Source of the material is: http://ritchieslatin.blogspot.com/2011_03_20_archive.html
- Think "brazen", and the idea of Medusa's hands as deadly weapon.
This is a fairly common metaphor in heroic literature, and I've come across it in English language heroic literature and English translations of heroic literature, typically used for the double meaning. Brazen here is defined as "hardened effrontery", in the sense of transgression, thus something that can pierce or penetrate established boundaries, such as the skin of an adversary.
Weapons and armor were made of bronze, thus the "bronze age", such that it connotes something hard and potentially deadly.
Milton uses this in Paradise Lost: "The Serpent suttl'st Beast of all the field, / Of huge extent somtimes, with brazen Eyes / And hairie Main terrific." (7.495‐97)
Here it might be blazing (usage of words related to bronze in many languages meant to convey brightness.) The association of bronze with weapons draws a distinction with the other bright metals, gold and silver.
Another usage is Leviticus 26:19: "And I will break the pride of your power, and your heaven that is over your head shall be bronze, and the earth that is under you shall be iron."
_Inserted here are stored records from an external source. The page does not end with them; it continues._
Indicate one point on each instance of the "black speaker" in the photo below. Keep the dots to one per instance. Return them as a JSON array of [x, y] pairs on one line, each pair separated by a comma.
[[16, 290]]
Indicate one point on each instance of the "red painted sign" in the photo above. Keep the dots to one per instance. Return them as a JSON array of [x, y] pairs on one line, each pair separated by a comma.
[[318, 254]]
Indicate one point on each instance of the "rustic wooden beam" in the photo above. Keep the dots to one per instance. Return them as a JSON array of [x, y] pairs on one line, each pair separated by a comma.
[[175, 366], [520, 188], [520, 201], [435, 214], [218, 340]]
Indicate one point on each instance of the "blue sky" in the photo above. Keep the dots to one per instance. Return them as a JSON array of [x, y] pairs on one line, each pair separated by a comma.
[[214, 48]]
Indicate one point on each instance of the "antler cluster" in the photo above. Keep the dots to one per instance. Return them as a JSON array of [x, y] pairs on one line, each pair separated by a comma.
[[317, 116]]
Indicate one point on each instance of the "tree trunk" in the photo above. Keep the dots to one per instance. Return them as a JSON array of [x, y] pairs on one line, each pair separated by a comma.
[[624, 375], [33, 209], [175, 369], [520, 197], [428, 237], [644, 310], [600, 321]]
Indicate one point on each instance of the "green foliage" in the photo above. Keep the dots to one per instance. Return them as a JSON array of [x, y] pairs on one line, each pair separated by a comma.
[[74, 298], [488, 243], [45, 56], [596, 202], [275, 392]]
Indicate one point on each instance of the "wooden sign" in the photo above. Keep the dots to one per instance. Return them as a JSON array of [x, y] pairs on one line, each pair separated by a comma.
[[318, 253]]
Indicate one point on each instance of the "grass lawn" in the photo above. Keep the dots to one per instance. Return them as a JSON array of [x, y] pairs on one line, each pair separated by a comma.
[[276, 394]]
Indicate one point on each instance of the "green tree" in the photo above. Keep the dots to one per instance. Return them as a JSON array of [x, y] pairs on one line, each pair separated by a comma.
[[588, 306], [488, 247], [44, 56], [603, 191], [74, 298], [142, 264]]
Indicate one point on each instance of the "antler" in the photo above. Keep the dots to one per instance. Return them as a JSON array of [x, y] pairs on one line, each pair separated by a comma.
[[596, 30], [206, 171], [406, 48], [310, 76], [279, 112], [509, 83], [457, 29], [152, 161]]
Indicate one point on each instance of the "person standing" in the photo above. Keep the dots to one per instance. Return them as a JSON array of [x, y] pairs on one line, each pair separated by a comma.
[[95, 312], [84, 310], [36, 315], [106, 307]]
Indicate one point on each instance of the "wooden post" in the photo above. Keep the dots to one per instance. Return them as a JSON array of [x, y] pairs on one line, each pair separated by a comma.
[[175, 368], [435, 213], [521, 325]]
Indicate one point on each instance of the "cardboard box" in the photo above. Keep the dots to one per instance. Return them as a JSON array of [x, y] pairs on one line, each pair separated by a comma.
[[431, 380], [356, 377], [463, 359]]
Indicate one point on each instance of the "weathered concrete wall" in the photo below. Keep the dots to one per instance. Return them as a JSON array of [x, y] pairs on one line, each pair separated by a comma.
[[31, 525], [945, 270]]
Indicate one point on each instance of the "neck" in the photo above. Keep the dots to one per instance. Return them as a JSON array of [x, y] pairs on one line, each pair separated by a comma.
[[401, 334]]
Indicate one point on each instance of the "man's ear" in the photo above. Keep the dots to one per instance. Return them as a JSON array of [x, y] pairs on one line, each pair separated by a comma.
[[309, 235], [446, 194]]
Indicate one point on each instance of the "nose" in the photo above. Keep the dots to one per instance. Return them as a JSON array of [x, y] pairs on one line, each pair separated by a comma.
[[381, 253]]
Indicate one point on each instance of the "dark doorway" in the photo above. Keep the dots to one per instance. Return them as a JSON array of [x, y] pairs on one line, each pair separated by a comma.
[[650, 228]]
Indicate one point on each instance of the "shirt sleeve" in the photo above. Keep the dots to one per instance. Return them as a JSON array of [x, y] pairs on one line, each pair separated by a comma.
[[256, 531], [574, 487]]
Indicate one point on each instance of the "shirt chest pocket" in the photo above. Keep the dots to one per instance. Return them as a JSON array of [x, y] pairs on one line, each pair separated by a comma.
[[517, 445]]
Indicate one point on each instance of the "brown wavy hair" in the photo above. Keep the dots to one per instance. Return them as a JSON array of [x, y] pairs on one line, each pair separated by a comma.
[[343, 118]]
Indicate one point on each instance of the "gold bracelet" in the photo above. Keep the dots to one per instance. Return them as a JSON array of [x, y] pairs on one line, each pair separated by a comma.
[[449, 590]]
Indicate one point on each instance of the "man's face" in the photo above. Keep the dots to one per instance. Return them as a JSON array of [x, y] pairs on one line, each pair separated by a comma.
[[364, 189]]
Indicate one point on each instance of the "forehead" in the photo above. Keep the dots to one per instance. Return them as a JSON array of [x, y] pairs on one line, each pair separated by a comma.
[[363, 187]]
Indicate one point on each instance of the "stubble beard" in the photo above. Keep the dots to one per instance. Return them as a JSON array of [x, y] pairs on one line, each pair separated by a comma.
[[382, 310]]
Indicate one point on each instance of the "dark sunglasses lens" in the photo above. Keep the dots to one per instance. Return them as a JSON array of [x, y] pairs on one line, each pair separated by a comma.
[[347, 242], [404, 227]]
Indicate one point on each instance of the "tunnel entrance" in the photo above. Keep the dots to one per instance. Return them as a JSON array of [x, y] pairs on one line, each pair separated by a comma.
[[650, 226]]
Here the usage is clearly meant to convey unyielding. So too can Medusa's hands be assumed to be.
A direct reference to use of bronze in reference to body parts (here eyes) may be from Homer: οὐρανὸς χάλκεος, πολύχαλκος, ὄπα χάλκεον. [OED, unsourced]
Although the source material is unreferenced, Graves translates as "brazen claws" [The Greek Myths, 33.b], thus one may interpret that it is not the hands, specifically, but sharp fingernails or literal claws, per Medusa's metamorphosis.
A note on aes: It connotes any "base" mental (i.e. not silver or gold), and can mean iron. The Lewis lexical entry further elucidates: "ex aere statua — As symbol of indomitable courage."
Usage in literature supports the idea of "brazen" per bronze, and Apollodorus specifically uses the term χάλκεος.